A usual objection to the connection is that the two deficits—current account deficit and the budget deficit—although connected by an identity, don’t move together and in fact move in the opposite direction frequently. This point was raised by the blog Econbrower, yesterday.

The identity in question is:

NL = DEF + CAB

where, NL is the private sector net lending, DEF is the government’s deficit and CAB is the current account balance of payments (and is to a zeroth order approximation, exports less imports).

This is not a behavioural hypothesis but still a useful tool to build a narrative. Also, the causality connecting the identities is domestic demand and output at home and abroad.

Imagine, initially that NL is a small positive relative to GDP (for example, NL/GDP = 2%), Also remember that,

NL = Private Income − Private Expenditure

Now assume that private expenditure rises relative to private income.
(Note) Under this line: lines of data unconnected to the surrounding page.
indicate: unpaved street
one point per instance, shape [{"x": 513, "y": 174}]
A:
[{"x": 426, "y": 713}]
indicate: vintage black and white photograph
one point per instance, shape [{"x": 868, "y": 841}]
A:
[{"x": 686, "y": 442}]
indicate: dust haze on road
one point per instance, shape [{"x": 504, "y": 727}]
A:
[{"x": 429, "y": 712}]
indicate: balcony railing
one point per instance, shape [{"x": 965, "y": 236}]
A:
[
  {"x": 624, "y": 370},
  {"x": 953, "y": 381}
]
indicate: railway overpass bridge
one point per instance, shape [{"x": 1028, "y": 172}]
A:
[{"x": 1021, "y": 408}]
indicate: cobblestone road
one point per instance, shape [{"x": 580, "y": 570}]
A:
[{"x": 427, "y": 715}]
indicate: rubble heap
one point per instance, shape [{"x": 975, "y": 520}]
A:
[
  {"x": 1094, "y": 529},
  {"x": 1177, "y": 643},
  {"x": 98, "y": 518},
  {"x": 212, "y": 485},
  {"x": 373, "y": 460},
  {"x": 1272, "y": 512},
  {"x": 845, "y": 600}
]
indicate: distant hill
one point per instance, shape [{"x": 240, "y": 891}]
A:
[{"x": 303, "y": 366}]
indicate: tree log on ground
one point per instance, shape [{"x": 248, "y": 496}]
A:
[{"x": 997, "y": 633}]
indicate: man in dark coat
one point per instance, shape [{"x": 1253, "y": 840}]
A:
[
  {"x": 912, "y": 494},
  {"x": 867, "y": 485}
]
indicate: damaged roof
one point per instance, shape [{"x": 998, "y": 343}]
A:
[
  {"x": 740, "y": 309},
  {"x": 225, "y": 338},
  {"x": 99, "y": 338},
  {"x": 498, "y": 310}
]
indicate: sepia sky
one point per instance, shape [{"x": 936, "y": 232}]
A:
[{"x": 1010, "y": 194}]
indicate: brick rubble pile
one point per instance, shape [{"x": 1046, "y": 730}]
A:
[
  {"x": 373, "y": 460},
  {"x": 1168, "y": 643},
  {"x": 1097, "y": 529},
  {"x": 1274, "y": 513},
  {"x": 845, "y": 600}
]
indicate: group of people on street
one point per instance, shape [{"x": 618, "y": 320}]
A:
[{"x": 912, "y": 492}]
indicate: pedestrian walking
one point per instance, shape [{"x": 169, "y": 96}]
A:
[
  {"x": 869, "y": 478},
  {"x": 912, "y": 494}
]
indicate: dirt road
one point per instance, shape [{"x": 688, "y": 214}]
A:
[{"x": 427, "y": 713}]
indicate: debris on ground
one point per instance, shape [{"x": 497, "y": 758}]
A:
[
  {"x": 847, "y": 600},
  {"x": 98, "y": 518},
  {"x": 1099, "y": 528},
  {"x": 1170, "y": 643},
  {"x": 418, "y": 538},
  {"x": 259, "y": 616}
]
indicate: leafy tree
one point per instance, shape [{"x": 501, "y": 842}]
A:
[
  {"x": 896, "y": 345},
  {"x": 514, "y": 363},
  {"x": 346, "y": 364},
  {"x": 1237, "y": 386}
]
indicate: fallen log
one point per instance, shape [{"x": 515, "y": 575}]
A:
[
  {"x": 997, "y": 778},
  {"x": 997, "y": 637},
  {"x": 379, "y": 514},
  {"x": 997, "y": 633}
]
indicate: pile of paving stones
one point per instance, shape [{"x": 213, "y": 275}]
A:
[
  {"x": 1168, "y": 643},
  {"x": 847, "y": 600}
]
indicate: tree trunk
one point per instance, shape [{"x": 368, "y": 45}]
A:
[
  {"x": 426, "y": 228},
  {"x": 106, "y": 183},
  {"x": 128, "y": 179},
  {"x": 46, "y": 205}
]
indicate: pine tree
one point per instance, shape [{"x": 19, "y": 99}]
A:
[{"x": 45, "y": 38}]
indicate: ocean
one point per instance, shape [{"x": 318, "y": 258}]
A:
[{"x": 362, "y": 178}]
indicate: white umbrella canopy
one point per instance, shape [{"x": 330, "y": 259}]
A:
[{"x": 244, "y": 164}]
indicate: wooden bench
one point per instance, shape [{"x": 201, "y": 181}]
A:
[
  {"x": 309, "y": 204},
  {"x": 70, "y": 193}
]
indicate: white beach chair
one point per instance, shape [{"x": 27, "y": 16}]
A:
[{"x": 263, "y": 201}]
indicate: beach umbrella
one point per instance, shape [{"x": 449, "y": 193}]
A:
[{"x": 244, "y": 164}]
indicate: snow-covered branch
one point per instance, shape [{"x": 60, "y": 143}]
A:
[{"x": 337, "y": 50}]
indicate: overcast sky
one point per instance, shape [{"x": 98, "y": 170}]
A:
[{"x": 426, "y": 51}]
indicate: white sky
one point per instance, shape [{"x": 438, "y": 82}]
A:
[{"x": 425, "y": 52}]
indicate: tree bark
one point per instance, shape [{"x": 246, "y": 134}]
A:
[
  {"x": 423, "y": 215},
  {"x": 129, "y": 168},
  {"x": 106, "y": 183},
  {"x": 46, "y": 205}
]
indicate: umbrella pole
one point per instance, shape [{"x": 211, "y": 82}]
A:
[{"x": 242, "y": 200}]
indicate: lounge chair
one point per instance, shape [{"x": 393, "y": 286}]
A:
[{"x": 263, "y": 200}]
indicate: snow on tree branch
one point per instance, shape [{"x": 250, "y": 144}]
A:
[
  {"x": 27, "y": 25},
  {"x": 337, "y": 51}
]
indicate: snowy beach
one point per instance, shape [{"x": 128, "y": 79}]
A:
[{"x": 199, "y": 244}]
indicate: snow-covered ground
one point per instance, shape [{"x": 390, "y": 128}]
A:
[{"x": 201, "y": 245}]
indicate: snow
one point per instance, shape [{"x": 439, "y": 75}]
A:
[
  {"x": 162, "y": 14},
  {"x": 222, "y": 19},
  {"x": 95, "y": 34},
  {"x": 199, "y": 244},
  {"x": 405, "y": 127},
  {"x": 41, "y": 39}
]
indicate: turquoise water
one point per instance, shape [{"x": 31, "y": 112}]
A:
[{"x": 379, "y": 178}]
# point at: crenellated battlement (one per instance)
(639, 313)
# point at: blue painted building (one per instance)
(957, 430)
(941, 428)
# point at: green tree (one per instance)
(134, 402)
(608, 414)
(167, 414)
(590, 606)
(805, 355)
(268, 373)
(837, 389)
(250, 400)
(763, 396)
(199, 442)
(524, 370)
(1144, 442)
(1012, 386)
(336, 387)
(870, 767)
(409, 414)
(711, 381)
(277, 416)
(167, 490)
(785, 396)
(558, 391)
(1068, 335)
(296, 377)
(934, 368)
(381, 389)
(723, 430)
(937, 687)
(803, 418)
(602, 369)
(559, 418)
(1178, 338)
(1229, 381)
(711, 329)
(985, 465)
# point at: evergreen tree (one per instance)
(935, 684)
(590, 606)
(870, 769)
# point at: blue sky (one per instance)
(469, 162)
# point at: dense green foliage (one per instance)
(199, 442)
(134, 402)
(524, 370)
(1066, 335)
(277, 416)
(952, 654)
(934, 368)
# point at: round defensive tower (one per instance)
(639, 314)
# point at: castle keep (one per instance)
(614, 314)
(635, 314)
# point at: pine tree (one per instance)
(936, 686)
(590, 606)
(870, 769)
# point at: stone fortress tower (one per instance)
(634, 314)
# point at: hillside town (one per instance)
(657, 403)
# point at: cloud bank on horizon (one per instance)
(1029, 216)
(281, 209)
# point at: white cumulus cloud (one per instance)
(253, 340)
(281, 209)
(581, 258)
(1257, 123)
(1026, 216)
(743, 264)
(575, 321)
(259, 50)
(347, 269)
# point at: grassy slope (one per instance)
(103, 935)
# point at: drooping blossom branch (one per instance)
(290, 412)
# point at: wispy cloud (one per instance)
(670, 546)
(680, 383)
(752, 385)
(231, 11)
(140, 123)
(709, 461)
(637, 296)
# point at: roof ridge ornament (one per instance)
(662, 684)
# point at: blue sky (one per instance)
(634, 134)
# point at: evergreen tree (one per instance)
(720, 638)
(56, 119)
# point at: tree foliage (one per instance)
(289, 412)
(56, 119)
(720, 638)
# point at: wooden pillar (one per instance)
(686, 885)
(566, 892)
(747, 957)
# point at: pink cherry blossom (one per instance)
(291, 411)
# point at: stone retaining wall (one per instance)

This will lead to higher GDP, a higher national income and a rise in imports because of income effects and hence a lower CAB. It will also lead to higher taxes because of higher income and hence will reduce the budget deficit, DEF, ceteris paribus.

So if the current account balance is in deficit, it would mean that the budget deficit and the current account deficit move in opposite directions.

That’s the theoretical basis for the empirical relationship. But that in itself isn’t the whole story. This is because the other balance—net lending, NL—has a life of its own. As is the case in the United States and several western countries, it turned negative once or twice in the 1990s the 2000s, and when the private sector’s debt rose, it made a sharp U-turn into the positive territory. The blue line in this graph:

Click the graph to see it on FRED.

So, if net lending reverts to its mean of staying positive, one can then conclude that the cumulative budget deficit, or the public debt is affected by cumulative current account deficits.

At any rate, the public debt shouldn’t be the main object of study. What’s more important is the international investment position. And it’s an identity that:

NIIP = cumulative CAB + Revaluations

where, NIIP, is the net international investment position.

A nation which runs current account deficits can become indebted to the rest of the world. IIP is the position of assets and liabilities of resident sectors of a nation. So, the net debt (the negative of NIIP) is the nation’s debt.

The above linked Econbrowser post brings in the complication of revaluations to deny the relationship between CAB and NIIP. But revaluations can’t save you for long.

In short, both public debt and NIIP depend on current account deficits.

Finally a weak analogy: if you play in the rain, you might enjoy it as well. But then if you get sick, you can’t say, “I felt so good playing in rains, so playing in the rain didn’t make me sick”. Saying the two deficits (current account and budget) move in opposite directions is an argument like that.